Unfortunately, the basic premise that Collette and Diaz are sisters with a deep, unspoken bond just doesn't fly, and it's not because one is a average-looking brunette and the other is a model-thin blonde. No, somehow they lack the casual onscreen chemistry that should have been able to develop given that the film runs a wearisome 130 minutes long. Part of the problem is that after a nigh-unforgivable act of betrayal, the sisters spend the majority of the film separated.
More successful is the relationship between Maggie and her long-lost grandmother Ella (Shirley MacLaine), who takes Maggie under her wing. After Diaz powers through the first act playing an annoying drunk and petulant brat, she settles into a rather quiet, understated performance that nicely balances MacLaine's restraint. The Oscar-winning legend proves that she can still own the screen even when she does nothing but glance and purse her lips.
Even though it's second nature for Maggie to use her sexuality, the film's gaze colors almost every scene. If she's not walking around in underwear and stilettos (privately of course), she's strutting around in her skimpy bathing suit. While these are perfectly realistic behaviors, it's Hanson's focus on how she is observed that makes it disturbing, but perhaps that's the point. First, there's her MTV audition where she has a camera trained on her. Later at Ella's retirement village, elderly men get whiplash ogling Maggie's bikini-clad body as it passes by.
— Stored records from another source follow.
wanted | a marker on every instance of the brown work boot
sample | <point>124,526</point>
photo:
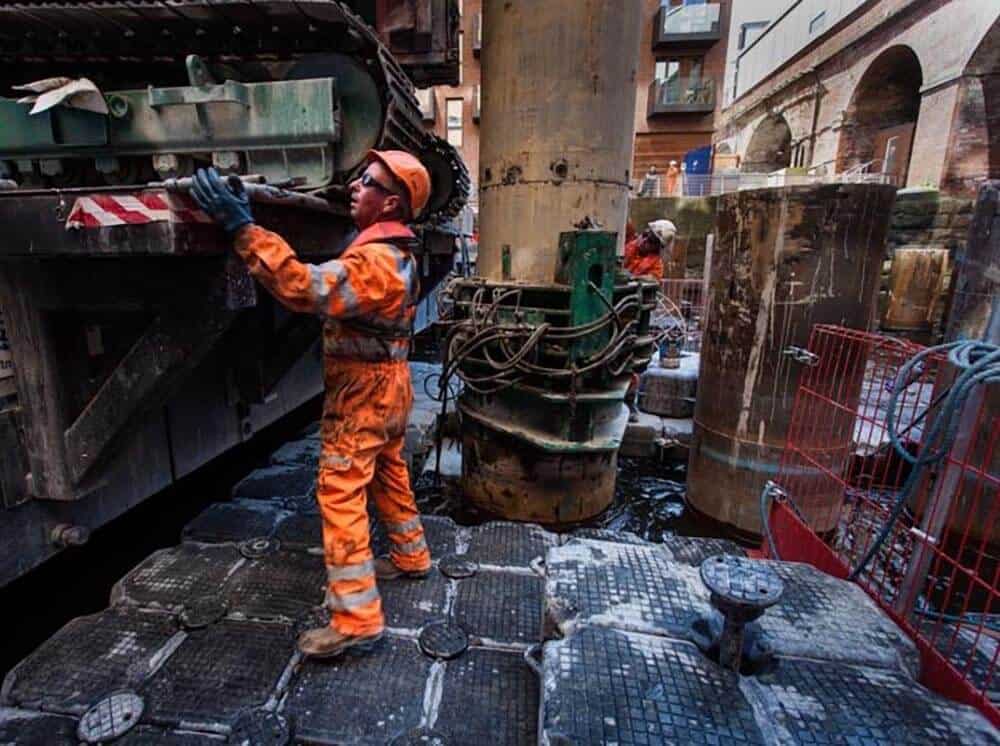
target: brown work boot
<point>386,569</point>
<point>326,642</point>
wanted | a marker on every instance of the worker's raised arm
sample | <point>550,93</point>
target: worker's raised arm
<point>342,288</point>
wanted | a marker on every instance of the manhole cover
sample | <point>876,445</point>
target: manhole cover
<point>419,737</point>
<point>457,567</point>
<point>741,581</point>
<point>110,717</point>
<point>443,640</point>
<point>260,546</point>
<point>201,612</point>
<point>260,728</point>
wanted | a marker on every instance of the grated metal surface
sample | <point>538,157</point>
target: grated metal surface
<point>146,735</point>
<point>171,577</point>
<point>235,521</point>
<point>24,728</point>
<point>610,686</point>
<point>217,672</point>
<point>87,658</point>
<point>509,544</point>
<point>639,588</point>
<point>693,551</point>
<point>606,534</point>
<point>501,606</point>
<point>412,602</point>
<point>819,616</point>
<point>440,534</point>
<point>627,586</point>
<point>110,717</point>
<point>279,480</point>
<point>443,640</point>
<point>280,586</point>
<point>819,702</point>
<point>490,697</point>
<point>301,531</point>
<point>360,698</point>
The gaze isn't confined to men, though. Maggie often observes herself in mirrors and glass throughout the film, and in one scene, Rose comes face to face with her sister's cleavage before moving her eyes upward.
That said, "In Her Shoes" is an unabashedly feminine film with a female point of view. Obvious points include the multigenerational shoe fetish and the Maggie/Ella bonding moment when they watch "Sex & the City." The strangest feminine wish fulfillment comes in the form of a man. Rose's optimistic co-worker Simon Stein (Mark Feuerstein) proves to be the perfect suitor, not because he's a testosterone-laden male, but because he's a surrogate female that happens to have a Y chromosome. He reads romance novels to Rose (props for including real bodice-ripper "Captain Jack's Woman), urges her to share her feelings and is obsessed with food ("You'll want to eat with me for the rest of your life.").
Hanson ought to have set the soul-searching at a brisker pace, with less explicitly meaningful scenes. At one point, Maggie is urged to compensate for her dyslexia and reads an Elizabeth Bishop poem in its entirety on screen, followed by an equally tedious ad hoc literary analysis that just so happens to parallel her feelings for her estranged sister. Once again, since the sisters never presented a believable bond in the first place, their moping and hand-wringing when apart lack conviction.
Eventually, Rose and Maggie stand firm on their size 8 1/2 feet, which is when deep, but not necessarily surprising, secrets are revealed by Ella. Now that these three women have found themselves and each other again, the world makes sense. The conclusion is somewhat satisfying -- after all, there's a wedding -- but you have to sit through Maggie's newfound love of reciting poetry again.
Overall, "In Her Shoes" makes an earnest and commendable effort to present women as flawed but not pitiful creatures. Although the message is more about self-respect and family ties, it's often muddled by the trappings of feminine metaphor and estrogen-fueled hysterics. Solid performances by MacLaine, Diaz and the determined yet vulnerable Collette will bring the point home despite this uneven foundation.